I am sad and angry that the extractive practices of modern finance, the whims of rich and powerful investors, and the race-to-the-bottom economics of the digital-media industry have stripped BuzzFeed for parts. I’m worried, on a practical level, about what might happen to the site’s archives, as well as the nearly 200 people the company plans to lay off. What’s left of the company (including the good, hard-working employees who are not fired) will have to navigate the wreckage created by an industry with a broken economic model. It seems likely that a zombified form of BuzzFeed will become the embodiment of everything the previous version wasn’t: terrified, obsessed with squeezing every ounce of shareholder value from its employees, and constantly bending to the forces of new technology like artificial intelligence, rather than harnessing and growing alongside them.

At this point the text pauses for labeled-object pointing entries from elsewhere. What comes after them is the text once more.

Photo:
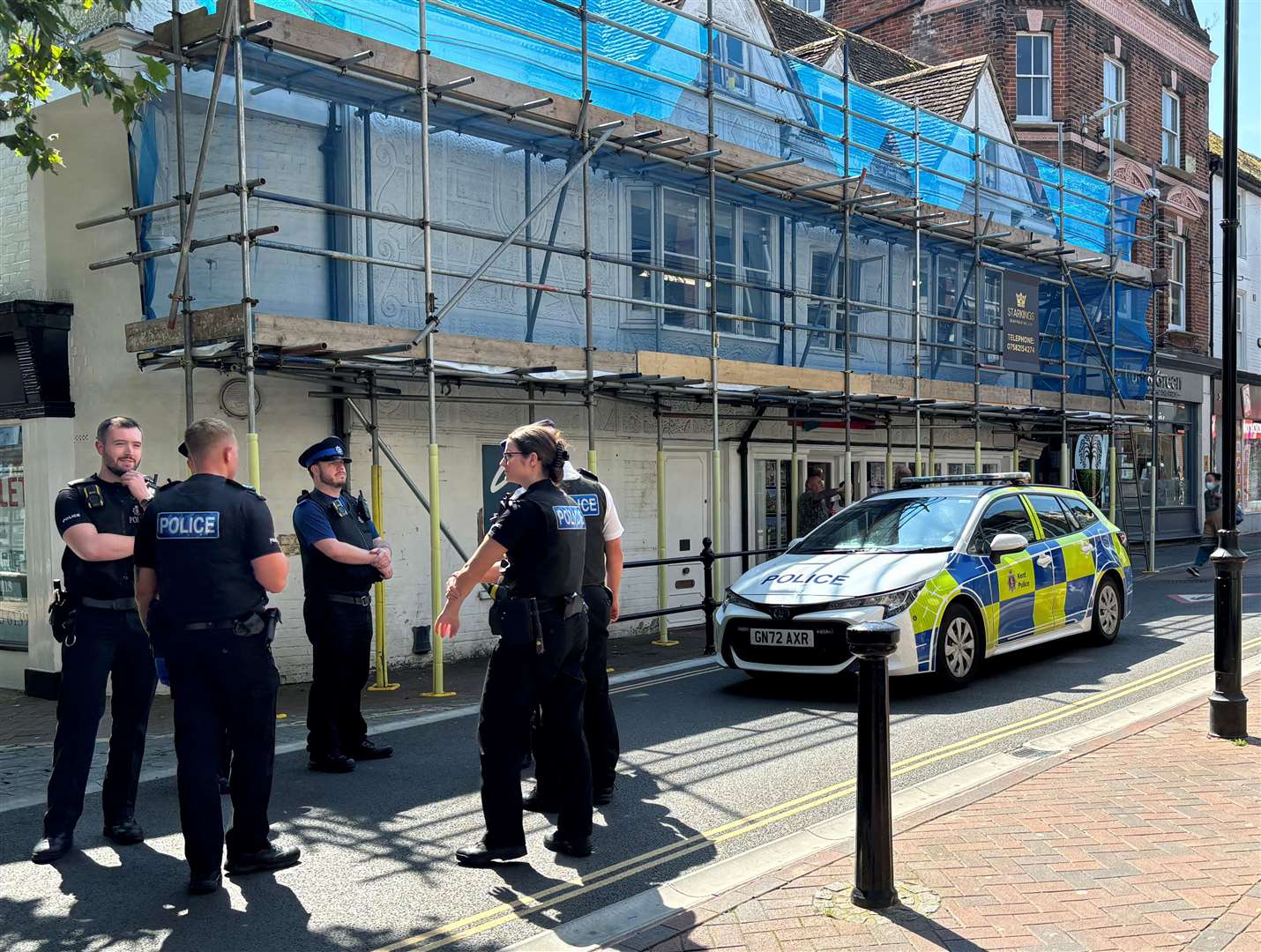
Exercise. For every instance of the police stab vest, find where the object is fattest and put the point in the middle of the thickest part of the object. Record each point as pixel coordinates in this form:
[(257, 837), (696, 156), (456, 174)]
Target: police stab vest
[(351, 521), (553, 565), (590, 498), (112, 579)]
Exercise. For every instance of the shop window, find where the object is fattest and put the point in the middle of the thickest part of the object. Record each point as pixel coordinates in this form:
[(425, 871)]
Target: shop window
[(13, 539)]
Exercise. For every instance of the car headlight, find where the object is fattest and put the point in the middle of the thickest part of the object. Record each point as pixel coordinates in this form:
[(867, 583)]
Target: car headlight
[(744, 603), (893, 602)]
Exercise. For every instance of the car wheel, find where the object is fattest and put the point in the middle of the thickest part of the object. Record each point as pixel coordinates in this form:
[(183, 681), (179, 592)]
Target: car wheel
[(959, 644), (1106, 623)]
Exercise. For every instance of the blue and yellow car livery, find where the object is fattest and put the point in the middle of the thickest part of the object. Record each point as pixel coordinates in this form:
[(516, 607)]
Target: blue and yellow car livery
[(1047, 591)]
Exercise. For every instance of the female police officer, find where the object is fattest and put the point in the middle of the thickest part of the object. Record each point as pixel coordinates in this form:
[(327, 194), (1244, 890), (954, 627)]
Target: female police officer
[(541, 623)]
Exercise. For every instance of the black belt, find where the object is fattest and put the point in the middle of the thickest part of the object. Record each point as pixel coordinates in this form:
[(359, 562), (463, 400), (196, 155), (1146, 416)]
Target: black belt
[(110, 604), (364, 600)]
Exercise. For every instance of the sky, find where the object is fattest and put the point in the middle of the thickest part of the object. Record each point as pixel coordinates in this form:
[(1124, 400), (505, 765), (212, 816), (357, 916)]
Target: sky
[(1212, 17)]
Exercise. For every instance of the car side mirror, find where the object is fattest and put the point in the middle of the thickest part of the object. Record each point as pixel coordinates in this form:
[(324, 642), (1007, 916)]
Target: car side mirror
[(1008, 542)]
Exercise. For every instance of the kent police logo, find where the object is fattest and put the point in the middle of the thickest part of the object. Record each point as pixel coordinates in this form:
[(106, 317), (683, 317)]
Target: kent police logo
[(589, 503), (569, 517), (188, 524)]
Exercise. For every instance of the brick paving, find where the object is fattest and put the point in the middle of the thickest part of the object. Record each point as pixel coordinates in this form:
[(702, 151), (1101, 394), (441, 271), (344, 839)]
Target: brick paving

BuzzFeed News was oriented around the mission of finding, celebrating, and chronicling the indelible humanity pouring out of every nook and cranny of the internet, so it makes sense that any iteration that comes next will be more interested in employing machines to create content. The BuzzFeed era of media is now officially over. What comes next in the ChatGPT era is likely to be just as disruptive, but I doubt it’ll be as joyous and chaotic. And I guarantee it’ll feel less human.